El día que empezó todo
Mariano Rajoy jamás debió permitir que Camps volviera al Palau de la Generalitat
Puede que todo empezara cuando alguien rió las gracias a Eduardo Zaplana por primera vez. O al difundirse el tópico sobre la supuesta habilidad política de Rafael Blasco. Tal vez tuvo que ver con la esperanza infundada, que algunos sostuvimos, de que Francisco Camps haría más sensato el discurso chulesco de su predecesor. ¡Quién sabe cuándo fue! En una sociedad en la que suele confundirse el poder con el carisma, la falta de escrúpulos con la astucia, el cinismo con el talento y el triunfo con la honestidad, es bastante difícil hacer memoria con una cierta objetividad. Y, sin embargo, la pregunta es crucial: ¿Qué día empezó todo? ¿Y por qué continuó?
La pesadilla que ocupa la vida pública valenciana tiene orígenes y tradición. Y culpables recientes. Uno de ellos vive ahora en el palacio de la Moncloa. Se llama Mariano Rajoy. Jamás debió permitir que Camps volviera al Palau de la Generalitat, ni que concurriera a las urnas con todo el bagaje de corruptos que hoy se descompone en los escaños del PP. Hay decisiones en política que son de cara o cruz. Y Rajoy, que era entonces el líder de una agresiva oposición, no tuvo la solvencia ni la capacidad de enviar al banquillo al equipo de la corrupción. Alberto Fabra paga hoy las consecuencias. Y los valencianos también.

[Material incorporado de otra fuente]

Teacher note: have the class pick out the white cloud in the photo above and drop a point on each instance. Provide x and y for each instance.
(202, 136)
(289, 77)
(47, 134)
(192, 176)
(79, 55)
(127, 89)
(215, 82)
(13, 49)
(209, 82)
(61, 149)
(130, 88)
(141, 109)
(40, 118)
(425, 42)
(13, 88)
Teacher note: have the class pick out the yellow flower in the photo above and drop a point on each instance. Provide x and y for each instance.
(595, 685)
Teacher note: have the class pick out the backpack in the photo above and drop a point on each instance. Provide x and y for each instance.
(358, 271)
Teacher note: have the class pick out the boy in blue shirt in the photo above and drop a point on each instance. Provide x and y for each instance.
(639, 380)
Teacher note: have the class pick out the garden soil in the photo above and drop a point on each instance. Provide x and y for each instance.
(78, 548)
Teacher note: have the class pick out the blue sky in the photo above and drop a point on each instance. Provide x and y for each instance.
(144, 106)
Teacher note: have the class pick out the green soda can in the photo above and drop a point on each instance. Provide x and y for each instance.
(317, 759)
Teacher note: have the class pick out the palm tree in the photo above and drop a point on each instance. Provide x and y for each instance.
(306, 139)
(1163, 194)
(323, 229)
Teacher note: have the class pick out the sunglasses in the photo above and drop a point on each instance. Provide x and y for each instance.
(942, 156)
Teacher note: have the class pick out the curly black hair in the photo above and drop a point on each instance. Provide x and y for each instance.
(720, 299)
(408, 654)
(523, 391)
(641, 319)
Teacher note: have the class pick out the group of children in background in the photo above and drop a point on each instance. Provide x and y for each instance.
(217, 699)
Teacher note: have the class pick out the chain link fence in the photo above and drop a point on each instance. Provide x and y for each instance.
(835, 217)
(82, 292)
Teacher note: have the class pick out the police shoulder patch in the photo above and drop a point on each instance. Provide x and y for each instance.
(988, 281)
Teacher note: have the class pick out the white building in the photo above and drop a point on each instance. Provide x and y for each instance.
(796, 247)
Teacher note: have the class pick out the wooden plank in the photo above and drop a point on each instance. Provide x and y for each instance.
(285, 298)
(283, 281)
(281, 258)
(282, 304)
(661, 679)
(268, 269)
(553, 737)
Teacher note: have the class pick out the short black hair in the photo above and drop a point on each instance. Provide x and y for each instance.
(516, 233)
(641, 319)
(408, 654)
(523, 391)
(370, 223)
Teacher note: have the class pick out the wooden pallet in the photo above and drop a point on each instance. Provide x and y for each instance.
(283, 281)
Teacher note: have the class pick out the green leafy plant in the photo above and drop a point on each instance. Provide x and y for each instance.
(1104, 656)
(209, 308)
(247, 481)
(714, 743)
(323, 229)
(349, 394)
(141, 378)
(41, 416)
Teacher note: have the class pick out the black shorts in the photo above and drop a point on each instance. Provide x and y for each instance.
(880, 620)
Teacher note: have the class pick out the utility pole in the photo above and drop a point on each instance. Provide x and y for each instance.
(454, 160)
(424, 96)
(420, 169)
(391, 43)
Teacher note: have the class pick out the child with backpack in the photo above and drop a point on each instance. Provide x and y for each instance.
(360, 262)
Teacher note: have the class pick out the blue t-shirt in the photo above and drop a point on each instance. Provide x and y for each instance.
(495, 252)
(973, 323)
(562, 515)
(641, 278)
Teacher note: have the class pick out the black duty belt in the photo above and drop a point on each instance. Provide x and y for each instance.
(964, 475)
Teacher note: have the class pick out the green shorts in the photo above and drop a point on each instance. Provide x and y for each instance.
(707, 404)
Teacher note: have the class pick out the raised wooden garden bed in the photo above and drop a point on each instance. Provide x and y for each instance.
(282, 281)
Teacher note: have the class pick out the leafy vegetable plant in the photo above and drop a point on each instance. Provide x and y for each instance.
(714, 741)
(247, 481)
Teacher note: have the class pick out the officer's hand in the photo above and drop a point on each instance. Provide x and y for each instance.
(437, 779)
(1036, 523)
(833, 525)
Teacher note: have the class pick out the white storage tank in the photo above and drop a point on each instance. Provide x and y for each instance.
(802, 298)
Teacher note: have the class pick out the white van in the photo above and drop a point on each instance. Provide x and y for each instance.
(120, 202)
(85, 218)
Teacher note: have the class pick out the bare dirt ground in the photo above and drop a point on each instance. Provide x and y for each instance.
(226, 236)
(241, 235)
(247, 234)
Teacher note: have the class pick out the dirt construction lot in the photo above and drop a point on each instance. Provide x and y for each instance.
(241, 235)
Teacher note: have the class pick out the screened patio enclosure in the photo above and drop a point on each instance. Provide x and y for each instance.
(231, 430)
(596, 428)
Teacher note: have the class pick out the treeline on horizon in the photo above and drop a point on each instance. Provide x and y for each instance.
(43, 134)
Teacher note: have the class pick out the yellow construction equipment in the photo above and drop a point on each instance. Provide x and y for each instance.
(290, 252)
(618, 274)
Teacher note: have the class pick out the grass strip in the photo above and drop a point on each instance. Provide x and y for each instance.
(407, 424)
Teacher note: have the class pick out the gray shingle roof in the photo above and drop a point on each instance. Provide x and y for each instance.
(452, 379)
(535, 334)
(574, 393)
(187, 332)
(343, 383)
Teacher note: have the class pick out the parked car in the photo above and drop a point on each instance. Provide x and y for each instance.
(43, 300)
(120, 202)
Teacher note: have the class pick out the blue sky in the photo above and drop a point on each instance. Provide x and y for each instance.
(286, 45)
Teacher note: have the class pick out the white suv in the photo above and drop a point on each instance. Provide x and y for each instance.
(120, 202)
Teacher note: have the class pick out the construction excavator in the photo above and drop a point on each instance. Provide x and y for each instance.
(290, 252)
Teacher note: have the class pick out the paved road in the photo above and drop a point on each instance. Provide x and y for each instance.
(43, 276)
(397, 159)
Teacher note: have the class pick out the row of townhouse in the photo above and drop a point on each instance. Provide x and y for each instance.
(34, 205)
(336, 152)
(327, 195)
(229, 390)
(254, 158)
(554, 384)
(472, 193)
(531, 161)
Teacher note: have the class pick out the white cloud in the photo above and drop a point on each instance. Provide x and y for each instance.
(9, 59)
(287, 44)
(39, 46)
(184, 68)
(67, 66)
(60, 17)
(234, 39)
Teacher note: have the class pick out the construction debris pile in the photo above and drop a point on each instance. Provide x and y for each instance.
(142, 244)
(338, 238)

Es cierto que el electorado valenciano pudo haberse curado en salud. Pero revalidó el mandato del PP con el voto puesto precisamente en Rajoy. Desde luego, la crisis no se inventó aquí. Pero anidaba entre nosotros con una fuerza letal. Parecía al principio que ya no podría haber nada más grave que la caída de un presidente de la Generalitat acabado de reelegir. Y no era así. Está siendo peor el espectáculo de degradación de la vida política y civil. El consejero de Hacienda, José Manuel Vela, a punto de dimitir, salpicado por el disolvente que segrega Blasco, y el Banco de Valencia, punto final del derrumbamiento de un sistema financiero que pareció envidiable, son los episodios más sangrantes, ahora mismo, del desastre general.
En el pecado va la penitencia. Eso es verdad. No solo la imagen de las instituciones, sino también de la sociedad valenciana en su conjunto, está pagando caro el fracaso colectivo y moral. Pero Rajoy no puede hacer ascos al problema como si fuese un pecado en el que no tiene nada que ver. Fue él quien permitió que la podredumbre política se acumulara en el hemiciclo del Palau de Benicarló. Fue él quien dio palmadas en la espalda a Camps, quien elogió su modo de gobernar y quien, en último término, designó a Fabra como solución.
Sostiene Fabra que, mientras otros protestan, él y sus consejeros se dedican discretamente a viajar a Madrid para pedir al presidente del Gobierno y a sus ministros que atiendan las necesidades de la sociedad valenciana. Con poco éxito, por lo que se ve. Dice mucho del talante político de Rajoy su displicente desatención a todo lo que procede de las instituciones valencianas, sean políticas o no. Más allá de lo contradictorio que resulta, como hizo Fabra en la última sesión de control parlamentario del año, presumir de revindicativo cuando se va a pedir (si hay que hacerle caso, fue gracias a sus esfuerzos que el Gobierno articuló el mecanismo de rescate plasmado en el Fondo de Liquidez Autonómico), hay algo inquietante en su situación. Aquel señor con barba que ahora vive en la Moncloa no es nuevo. Ya estaba aquí. Llevaba entre nosotros tanto tiempo como los vivales del caso Gürtel. Y lo que nos pasa tiene mucho que ver con él.